When President Clinton entered the White House in 1993, there were only 50 sites on the World Wide Web.1 Today, there are hundreds of millions. What that means, in terms of public relations, is that there are literally millions of ways to promote your company and product for free!
As David Meerman Scott points out in The New Rules of Marketing and PR, old-fashioned press releases issued impersonally to large lists of PR agencies—in print and online—are much less effective today than they were in the past. The omnipresence of blogs and web sites and e-zines has made it much, much easier for information providers to locate and distribute interesting stories to their audiences. People in charge of deciding which stories get published and which don’t are deluged with impersonal press releases. They just don’t have the time to review them—or the need to.

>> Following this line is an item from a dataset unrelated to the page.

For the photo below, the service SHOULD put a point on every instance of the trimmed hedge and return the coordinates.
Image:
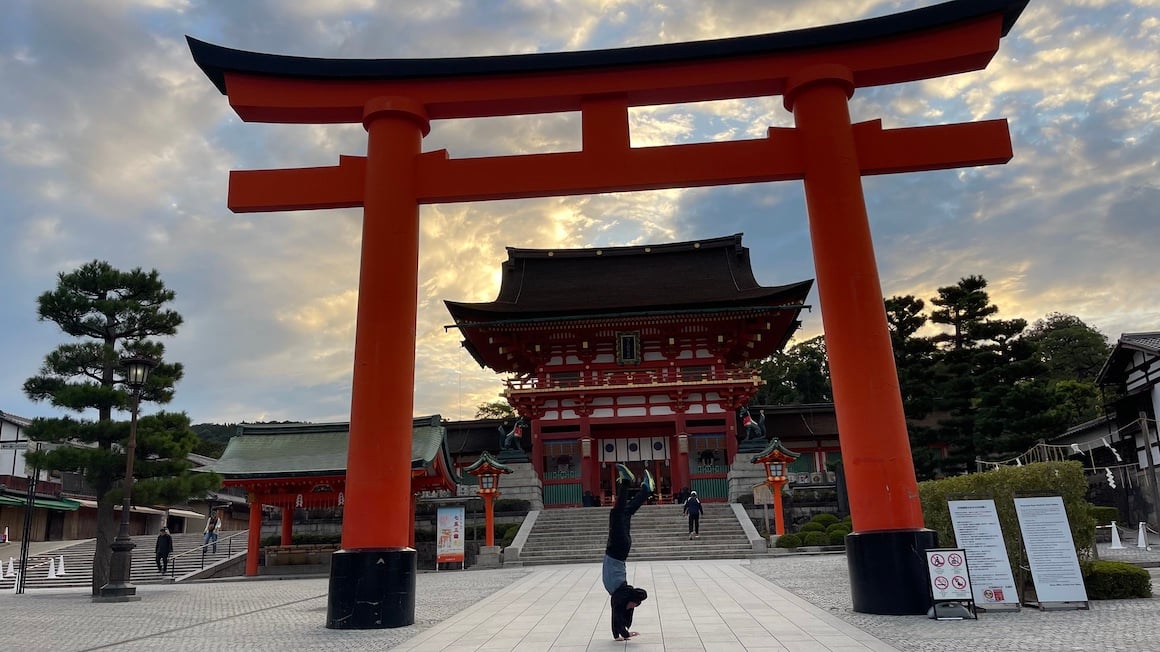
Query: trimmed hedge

Scott says that, as a contributing editor at EContent magazine, he receives hundreds of broadcast e-mail press releases each week from “well-meaning PR people who want me to write about their widgets.” But in five years of working there, he has never published a single one. “I’m not the only one who doesn’t use unsolicited press releases,” Scott says. “I think about a subject that I want to cover in a column or an article and I check out what I can find on blogs and through search engines. If I find a press release on the subject through Google News or a company’s online media room, great. But I don’t wait for press releases to come to me. Rather, I go looking for interesting topics, products, people, and companies. And when I do feel ready to write a story, I might try out a concept on my blog first, to see how it flies. Does anyone comment on it? Do any PR people e-mail me?”2
Essentially, the new rules of Internet publicity are the same as the new rules of print and media publicity:
• Target a very specific audience.
• Find out exactly what kinds of stories they enjoy.
• Create a story that they might be interested in.
• Tie that story to your product in a clever way.
• Develop a list of personal PR contacts.
• Focus 80 percent of your energy and resources on the 20 percent of the media market that you know well, especially the people in the business who know you and are likely to help you.
 
And finally, if you have it in you, put on a wedding dress and get yourself photographed.